[Scedc_users] SCEDC Newsletter - Volume 1, Issue 3

scedc_users at hungabee.gps.caltech.edu scedc_users at hungabee.gps.caltech.edu
Thu Jul 29 11:12:26 PDT 2004


Welcome to the third issue of the Southern California Earthquake Data
Center's electronic newsletter. We produce this quarterly newsletter as part
of our continuing efforts to make SCEDC data more accessible to our users,
to improve our communication and outreach and to promote the tools and
services we provide. 

This newsletter will be archived at: www.data.scec.org/about/chronicle/.
Please send your questions, comments, suggestions to:
webmgr at quakedc.gps.caltech.edu. 

Contents:
		A. The Archive
		B. What's new with STP (Seismic Transfer Program)?
		C. Dataless SEED volumes now Available at the SCEDC
		D. DHI at the SCEDC
		E. Highlight: The SCEDC/SCSN Database System
		F. Strong-Motion Naming and Aliases
		G. USArray - BigFoot


A. The Archive

The Archive: By the Numbers

Total size of the waveform archive:	3,449 GB
Size of SCEDC parametric and waveform database: 	235,647,421 rows

For the period of April 1 - June 30, 2004:

Data transferred via STP:
*	1,695,677 waveforms = average of 18,768 waveforms daily.
*	204 gigabytes of waveform data = average of 2,250 megabytes daily =
26 kilobytes per second.

The SCEDC archived:
*	4,045 events
*	935,082 waveforms
*	70,356 arrivals
*	195,284 amplitudes

magnitude	Number of local events (le):
----------------------------------------------------
0-1	1236
1-2	1801
2-3	241
3-4	23
4-5	1
5-6	1

# events: 	event type
---------------------------
3304		le (local event)
191		qb (quarry blast)
323	 	re (regional event)
26		sn (sonic blast)
1		st (subnet trigger)
200		ts (teleseism)
-----------------------------------------
4045		Total


Six month summary of requests for catalog information:

Jan	102,347
Feb	84,199
Mar	154,047
Apr	96,764
May	45,025
Jun	103,796
-------------------------------------
Total:	586,178


Continuous Archiving of High-Sample Rate Data

The SCEDC continuously archived 7 hours of HH_, HL_ (80 sps) and EH_, EL_
(100 sps) data from the entire CI and AZ array for the June 15th, 2004
magnitude 5.3 offshore event (42 miles SE of San Clemente Island; EVID:
14065544).

More information on this topic is available at
http://www.data.scec.org/about/sigeventsshot.html


B. What's new with STP (Seismic Transfer Program)?

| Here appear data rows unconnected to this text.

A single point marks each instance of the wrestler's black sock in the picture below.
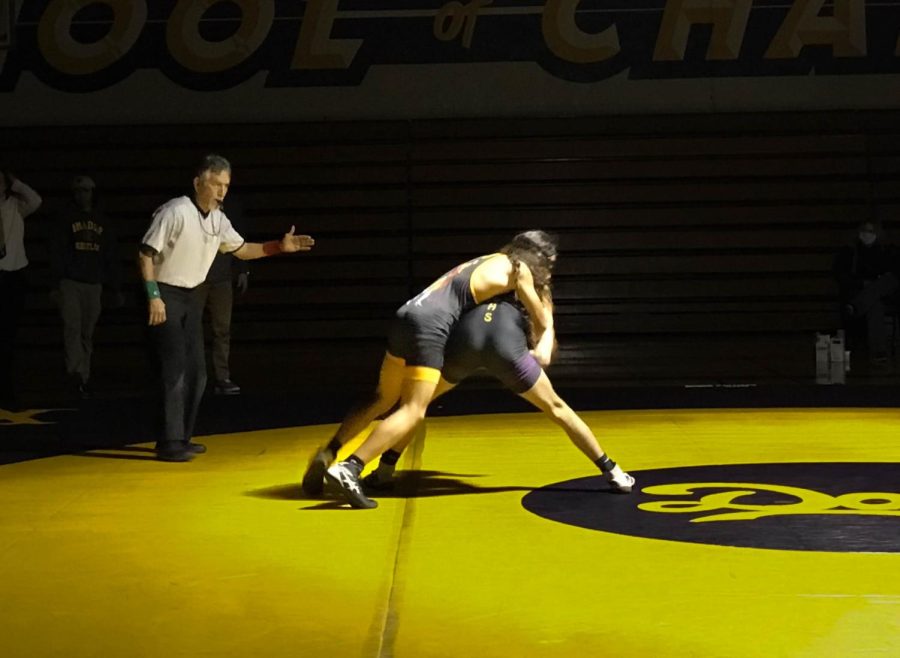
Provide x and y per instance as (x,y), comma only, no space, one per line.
(390,458)
(605,464)
(355,464)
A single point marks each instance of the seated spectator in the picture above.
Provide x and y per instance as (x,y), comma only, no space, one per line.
(867,284)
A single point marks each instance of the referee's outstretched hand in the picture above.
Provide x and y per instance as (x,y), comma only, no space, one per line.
(157,309)
(291,242)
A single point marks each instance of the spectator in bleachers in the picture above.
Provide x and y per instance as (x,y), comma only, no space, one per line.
(17,201)
(84,255)
(868,284)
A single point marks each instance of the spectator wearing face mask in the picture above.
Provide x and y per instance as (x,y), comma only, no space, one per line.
(867,284)
(17,201)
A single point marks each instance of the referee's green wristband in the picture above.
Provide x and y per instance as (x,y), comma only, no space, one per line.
(152,289)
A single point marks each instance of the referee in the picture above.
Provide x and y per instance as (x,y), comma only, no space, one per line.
(175,256)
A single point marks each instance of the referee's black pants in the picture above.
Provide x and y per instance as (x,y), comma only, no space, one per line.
(179,348)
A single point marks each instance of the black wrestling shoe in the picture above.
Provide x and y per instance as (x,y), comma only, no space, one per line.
(343,479)
(227,387)
(314,479)
(376,481)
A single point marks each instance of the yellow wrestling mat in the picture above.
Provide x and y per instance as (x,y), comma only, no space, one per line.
(111,554)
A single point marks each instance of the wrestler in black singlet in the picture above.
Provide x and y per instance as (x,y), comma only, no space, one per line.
(421,327)
(492,337)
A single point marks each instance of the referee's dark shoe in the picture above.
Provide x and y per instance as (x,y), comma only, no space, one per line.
(178,452)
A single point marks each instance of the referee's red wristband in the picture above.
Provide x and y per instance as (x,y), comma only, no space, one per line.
(271,247)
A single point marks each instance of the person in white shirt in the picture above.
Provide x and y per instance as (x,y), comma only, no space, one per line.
(175,256)
(17,201)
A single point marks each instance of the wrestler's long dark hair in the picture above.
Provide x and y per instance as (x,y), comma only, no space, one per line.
(537,250)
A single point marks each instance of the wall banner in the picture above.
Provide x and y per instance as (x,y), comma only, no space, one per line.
(87,46)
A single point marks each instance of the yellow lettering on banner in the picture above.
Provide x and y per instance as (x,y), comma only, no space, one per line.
(67,55)
(845,31)
(315,48)
(569,42)
(455,18)
(195,53)
(727,17)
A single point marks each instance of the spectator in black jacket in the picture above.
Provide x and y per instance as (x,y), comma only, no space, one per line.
(867,282)
(84,257)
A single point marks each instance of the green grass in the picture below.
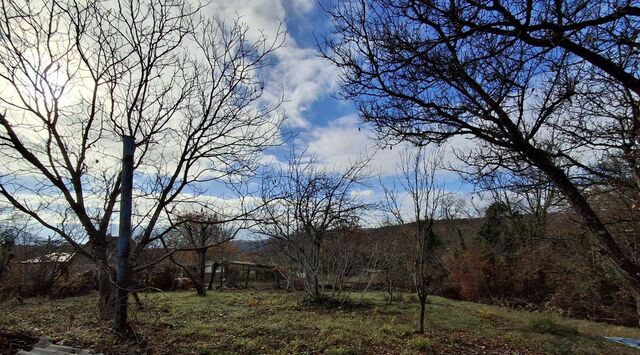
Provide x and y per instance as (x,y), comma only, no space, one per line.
(280,323)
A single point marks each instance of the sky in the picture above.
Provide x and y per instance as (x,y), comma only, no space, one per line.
(328,127)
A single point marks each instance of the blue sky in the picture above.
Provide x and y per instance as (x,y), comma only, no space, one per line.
(326,126)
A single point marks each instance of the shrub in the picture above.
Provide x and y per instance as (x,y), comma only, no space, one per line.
(548,324)
(421,343)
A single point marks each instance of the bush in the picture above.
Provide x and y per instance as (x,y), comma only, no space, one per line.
(549,325)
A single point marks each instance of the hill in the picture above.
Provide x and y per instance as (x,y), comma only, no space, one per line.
(279,323)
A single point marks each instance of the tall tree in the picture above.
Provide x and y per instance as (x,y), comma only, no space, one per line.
(306,202)
(197,234)
(513,75)
(77,76)
(416,215)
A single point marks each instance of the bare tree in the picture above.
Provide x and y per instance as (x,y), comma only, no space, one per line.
(197,234)
(309,202)
(77,76)
(515,76)
(416,215)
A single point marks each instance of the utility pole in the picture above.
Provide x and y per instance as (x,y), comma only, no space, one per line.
(126,189)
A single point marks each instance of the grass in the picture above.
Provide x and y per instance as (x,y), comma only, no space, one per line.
(245,322)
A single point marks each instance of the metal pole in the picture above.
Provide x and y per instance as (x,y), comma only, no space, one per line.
(126,188)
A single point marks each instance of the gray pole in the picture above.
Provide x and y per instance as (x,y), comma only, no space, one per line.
(126,187)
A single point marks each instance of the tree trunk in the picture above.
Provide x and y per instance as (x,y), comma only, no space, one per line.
(605,242)
(214,268)
(106,286)
(200,274)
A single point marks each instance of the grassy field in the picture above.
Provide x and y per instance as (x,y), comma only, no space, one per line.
(248,322)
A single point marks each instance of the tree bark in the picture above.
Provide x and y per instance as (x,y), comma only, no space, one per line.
(214,268)
(200,274)
(106,286)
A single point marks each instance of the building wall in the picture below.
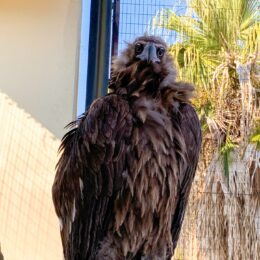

New STP Client - Version 1.4 for Windows

In response to requests from the user community, we have recently released a
STP console client for Windows. This client is virtually identical to the
UNIX and Linux versions, but it operates in the Windows environment and
allows users to download SCEDC data directly onto their PC.

To get STP 1.4 for Windows:

1. go to http://www.data.scec.org/ftp/programs/stp/ 
2. left click on stp.exe
3. save file to disk
4. double-click on stp.exe

Any data downloaded will be saved into the same directory that you run
stp.exe from. As an example, try:
STP> PHASE -f northridge.txt -e 3144585
This command will save a file (the -f command) called northridge.txt
containing phase information for the event (the -e command) 3144585, the
event ID for the 6.7 Northridge event to your working directory.

The SCEDC has also developed a GUI version of STP that runs on Windows. To
get the GUI version of STP 1.4 for Windows:

1. go to http://www.data.scec.org/ftp/programs/stp/ 
2. left click on stp_gui.exe
3. save file to disk
4. double-click on stp_gui.exe

The Windows console client version functions similar to the UNIX and Linux
client version, while the GUI version looks similar to the Java version of
STP that runs on the SCEDC website. If you experience any difficulties using
either client program, please let us know by emailing:
mullaney at gps.caltech.edu.

Differences between the Windows and UNIX/Linux Client Versions.

Although the Windows client version of STP looks and works almost exactly
the same as the UNIX and Linux client versions, and most of the code has
remained the same in modifying STP for Windows, there is a significant
difference in the way the programs function. In the UNIX and Linux versions
of STP, the client communicates with the server by sending to, and receiving
files from the server. Because this method would not work on Windows, it was
necessary to use raw socket functions to communicate with the server
instead. For STP to work on a Windows platform, it was necessary to set up a
Windows Socket (Winsock), which creates a network programming interface for
Windows. 


C. Dataless SEED volumes now Available at the SCEDC

The SCEDC and SCSN have cooperated to complete the production of station
metadata in the form of dataless SEED volumes for the present configuration
of all currently-active SCSN broadband stations. A listing of the stations
available and links to the volumes are available from the SCEDC website at
http://www.data.scec.org/stations/seed/dl_seed.php. This effort is being
expanded to provide a complete station history for all SCSN stations. 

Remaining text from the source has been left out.